The pipeline starts as a join between collections with documents like the following examples:
import pymongo
mongo_client = MongoClient('localhost:27017')
osm_db = mongo_client.osm
refer_docs_col = osm_db["refer_docs"]
test_col = osm_db["test"]
# test collection:
test_col.insert_many(
[
{'_id': '611868136', 'doc_type': 'way'},
{'_id': '5792648632', 'doc_type': 'node'},
{'_id': '611868133', 'doc_type': 'node'},
{'_id': '1', 'doc_type': 'node'}
]
)
# refer_docs collection:
refer_docs_col.insert_many(
[
{'_id': '8483444',
'refs': [{'ref': '611868136', 'ref_type': 'way'},
{'ref': '5792648632', 'ref_type': 'node'},
{'ref': '611868133', 'ref_type': 'way'}],
'doc_type': 'relation'}
]
)
Now, here's the pipeline and one attempt at updating the collection, which is essentially looping through the results, and which doesn't work:
pipeline = [
{ "$unwind" : "$refs" },
{
"$lookup" : {
"from" : "test",
"localField" : "refs.ref",
"foreignField" : "_id",
"as" : "ref_doc"
}
},
{ "$match" : { "ref_doc" : { "$ne" : [] } } },
{ "$unwind" : "$ref_doc"},
{ "$project" : { "_id" : 1, "refs" : 1, "ref_doc.doc_type" : 1,
"cmp" : { "$cmp" : [ "$refs.ref_type",
"$ref_doc.doc_type" ] } } },
{ "$match" : { "cmp" : { "$ne" : 0 } } },
]
result = [
refer_docs_col.find_one_and_update( doc,
{ "$set" : { "refs.ref_type" : "$ref_doc.doc_type" } } ) \
for doc in refer_docs_col.aggregate(pipeline)
]
refer_docs_col.find_one( { "_id" : "8483444" } )

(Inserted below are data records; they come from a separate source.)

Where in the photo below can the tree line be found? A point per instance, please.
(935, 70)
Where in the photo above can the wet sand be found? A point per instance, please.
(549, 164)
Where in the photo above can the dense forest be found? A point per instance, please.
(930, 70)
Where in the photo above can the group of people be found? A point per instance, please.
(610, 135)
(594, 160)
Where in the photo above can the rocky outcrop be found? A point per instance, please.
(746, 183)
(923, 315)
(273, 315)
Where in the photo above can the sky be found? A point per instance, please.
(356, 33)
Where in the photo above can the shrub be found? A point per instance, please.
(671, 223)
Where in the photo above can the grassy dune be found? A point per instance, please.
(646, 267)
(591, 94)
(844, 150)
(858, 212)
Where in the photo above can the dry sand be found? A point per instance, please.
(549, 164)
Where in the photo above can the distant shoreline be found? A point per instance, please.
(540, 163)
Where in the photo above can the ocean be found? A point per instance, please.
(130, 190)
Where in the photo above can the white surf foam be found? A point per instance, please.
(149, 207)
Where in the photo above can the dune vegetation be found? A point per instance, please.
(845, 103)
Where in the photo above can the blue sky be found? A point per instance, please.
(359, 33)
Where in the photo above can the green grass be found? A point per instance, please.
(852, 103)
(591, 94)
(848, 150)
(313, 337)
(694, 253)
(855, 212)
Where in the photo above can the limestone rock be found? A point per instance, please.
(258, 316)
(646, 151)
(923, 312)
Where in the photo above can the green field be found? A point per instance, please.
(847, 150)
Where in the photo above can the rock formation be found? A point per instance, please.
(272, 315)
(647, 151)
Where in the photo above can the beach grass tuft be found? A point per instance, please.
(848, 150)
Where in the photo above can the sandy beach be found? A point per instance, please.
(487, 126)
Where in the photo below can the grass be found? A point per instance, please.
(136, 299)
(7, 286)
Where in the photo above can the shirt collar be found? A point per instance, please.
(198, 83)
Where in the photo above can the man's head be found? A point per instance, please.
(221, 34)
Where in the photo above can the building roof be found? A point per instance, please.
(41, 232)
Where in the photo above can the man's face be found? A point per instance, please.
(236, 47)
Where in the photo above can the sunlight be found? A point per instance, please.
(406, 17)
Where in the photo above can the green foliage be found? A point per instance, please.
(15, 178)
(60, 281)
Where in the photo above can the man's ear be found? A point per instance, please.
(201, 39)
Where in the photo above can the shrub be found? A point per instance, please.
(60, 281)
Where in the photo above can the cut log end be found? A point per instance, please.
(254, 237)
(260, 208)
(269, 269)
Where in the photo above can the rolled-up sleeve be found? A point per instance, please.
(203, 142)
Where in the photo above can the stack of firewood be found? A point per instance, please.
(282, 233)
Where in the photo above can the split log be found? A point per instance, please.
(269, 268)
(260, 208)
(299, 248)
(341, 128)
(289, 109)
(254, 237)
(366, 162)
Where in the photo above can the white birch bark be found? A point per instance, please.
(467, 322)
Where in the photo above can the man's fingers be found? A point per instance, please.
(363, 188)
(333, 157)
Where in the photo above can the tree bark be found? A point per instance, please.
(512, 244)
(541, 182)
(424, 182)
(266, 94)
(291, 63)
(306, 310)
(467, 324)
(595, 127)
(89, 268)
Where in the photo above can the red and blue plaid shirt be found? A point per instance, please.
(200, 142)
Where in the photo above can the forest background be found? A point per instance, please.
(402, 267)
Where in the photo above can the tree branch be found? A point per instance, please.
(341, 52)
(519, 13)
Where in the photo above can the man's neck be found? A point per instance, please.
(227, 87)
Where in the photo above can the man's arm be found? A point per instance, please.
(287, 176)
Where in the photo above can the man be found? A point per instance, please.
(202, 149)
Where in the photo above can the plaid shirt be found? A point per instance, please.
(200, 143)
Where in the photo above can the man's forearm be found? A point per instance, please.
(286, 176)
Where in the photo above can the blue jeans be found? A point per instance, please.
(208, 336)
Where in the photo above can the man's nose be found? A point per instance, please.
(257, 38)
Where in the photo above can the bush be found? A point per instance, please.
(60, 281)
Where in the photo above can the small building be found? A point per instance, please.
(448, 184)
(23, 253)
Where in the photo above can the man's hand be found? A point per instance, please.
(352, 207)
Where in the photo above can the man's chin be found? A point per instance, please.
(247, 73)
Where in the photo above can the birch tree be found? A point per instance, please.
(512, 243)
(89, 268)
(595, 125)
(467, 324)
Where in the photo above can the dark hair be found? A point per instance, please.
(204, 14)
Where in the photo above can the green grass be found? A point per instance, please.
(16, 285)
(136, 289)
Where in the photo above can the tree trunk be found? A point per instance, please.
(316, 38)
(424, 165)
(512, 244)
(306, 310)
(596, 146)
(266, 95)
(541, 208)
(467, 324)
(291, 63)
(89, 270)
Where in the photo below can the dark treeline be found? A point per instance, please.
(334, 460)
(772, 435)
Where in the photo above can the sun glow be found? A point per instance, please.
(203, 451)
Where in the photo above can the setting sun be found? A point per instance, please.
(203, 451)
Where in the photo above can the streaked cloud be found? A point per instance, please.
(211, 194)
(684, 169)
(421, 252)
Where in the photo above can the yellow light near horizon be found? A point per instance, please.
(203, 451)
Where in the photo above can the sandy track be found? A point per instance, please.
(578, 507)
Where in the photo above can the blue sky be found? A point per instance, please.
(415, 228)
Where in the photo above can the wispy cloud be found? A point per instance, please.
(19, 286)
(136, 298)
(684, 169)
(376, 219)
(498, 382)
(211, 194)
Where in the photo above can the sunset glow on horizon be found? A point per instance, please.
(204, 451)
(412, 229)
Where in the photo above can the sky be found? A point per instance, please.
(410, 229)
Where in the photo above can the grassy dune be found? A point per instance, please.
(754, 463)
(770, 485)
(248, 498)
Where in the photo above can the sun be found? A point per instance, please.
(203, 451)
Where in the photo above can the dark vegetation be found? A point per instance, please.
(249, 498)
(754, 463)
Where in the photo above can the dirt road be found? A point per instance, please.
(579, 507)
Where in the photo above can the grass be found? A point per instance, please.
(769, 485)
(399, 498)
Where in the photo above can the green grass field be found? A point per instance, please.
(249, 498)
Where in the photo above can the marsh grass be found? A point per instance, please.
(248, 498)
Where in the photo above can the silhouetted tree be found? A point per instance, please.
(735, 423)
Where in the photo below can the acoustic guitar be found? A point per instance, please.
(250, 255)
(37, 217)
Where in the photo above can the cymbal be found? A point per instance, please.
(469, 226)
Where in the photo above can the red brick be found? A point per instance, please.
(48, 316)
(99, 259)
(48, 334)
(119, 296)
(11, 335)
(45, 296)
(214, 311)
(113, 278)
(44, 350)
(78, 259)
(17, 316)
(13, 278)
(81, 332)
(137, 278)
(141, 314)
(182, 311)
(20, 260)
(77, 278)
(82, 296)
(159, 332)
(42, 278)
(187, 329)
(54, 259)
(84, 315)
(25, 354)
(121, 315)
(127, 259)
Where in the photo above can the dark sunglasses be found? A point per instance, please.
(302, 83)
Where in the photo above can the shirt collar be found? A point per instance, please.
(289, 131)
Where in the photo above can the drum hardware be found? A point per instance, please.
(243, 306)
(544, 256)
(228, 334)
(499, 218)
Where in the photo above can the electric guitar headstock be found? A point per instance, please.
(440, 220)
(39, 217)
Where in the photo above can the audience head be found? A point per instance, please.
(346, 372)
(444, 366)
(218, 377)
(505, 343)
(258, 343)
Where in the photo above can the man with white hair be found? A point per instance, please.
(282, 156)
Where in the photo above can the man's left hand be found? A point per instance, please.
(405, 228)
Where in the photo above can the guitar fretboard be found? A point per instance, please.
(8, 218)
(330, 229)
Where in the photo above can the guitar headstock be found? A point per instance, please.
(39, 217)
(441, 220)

This doesn't work, but I want to see that the document has been updated so that the ref_type of ref "611586133" is now "node":
{'_id': '8483444',
'refs': [{'ref': '611868136', 'ref_type': 'way'},
{'ref': '5792648632', 'ref_type': 'node'},
{'ref': '611868133', 'ref_type': 'node'}],
'doc_type': 'relation'}
Upvotes: 0
Views: 292
Reputation: 460
This worked.
Here, I used "refs" : mismatch["refs"]
to find the array element in the filter, and "refs.$"
to set the found array element.
for mismatch in result: # Loop aggregation result docs
filtr = { "_id" : mismatch["_id"] ,
"refs" : mismatch["refs"]}
update = { "$set" : { "refs.$" : {
"ref" : mismatch["ref_doc"]["_id"],
"ref_type" : mismatch["ref_doc"]["doc_type"] } } }
doc = refer_docs_col.update_one(filtr, update)
refer_docs_col.find_one( { "_id" : "8483444" } )
Output:
{'_id': '8483444',
'refs': [{'ref': '611868136', 'ref_type': 'way'},
{'ref': '5792648632', 'ref_type': 'node'},
{'ref': '611868133', 'ref_type': 'node'}],
'doc_type': 'relation'}
Upvotes: 0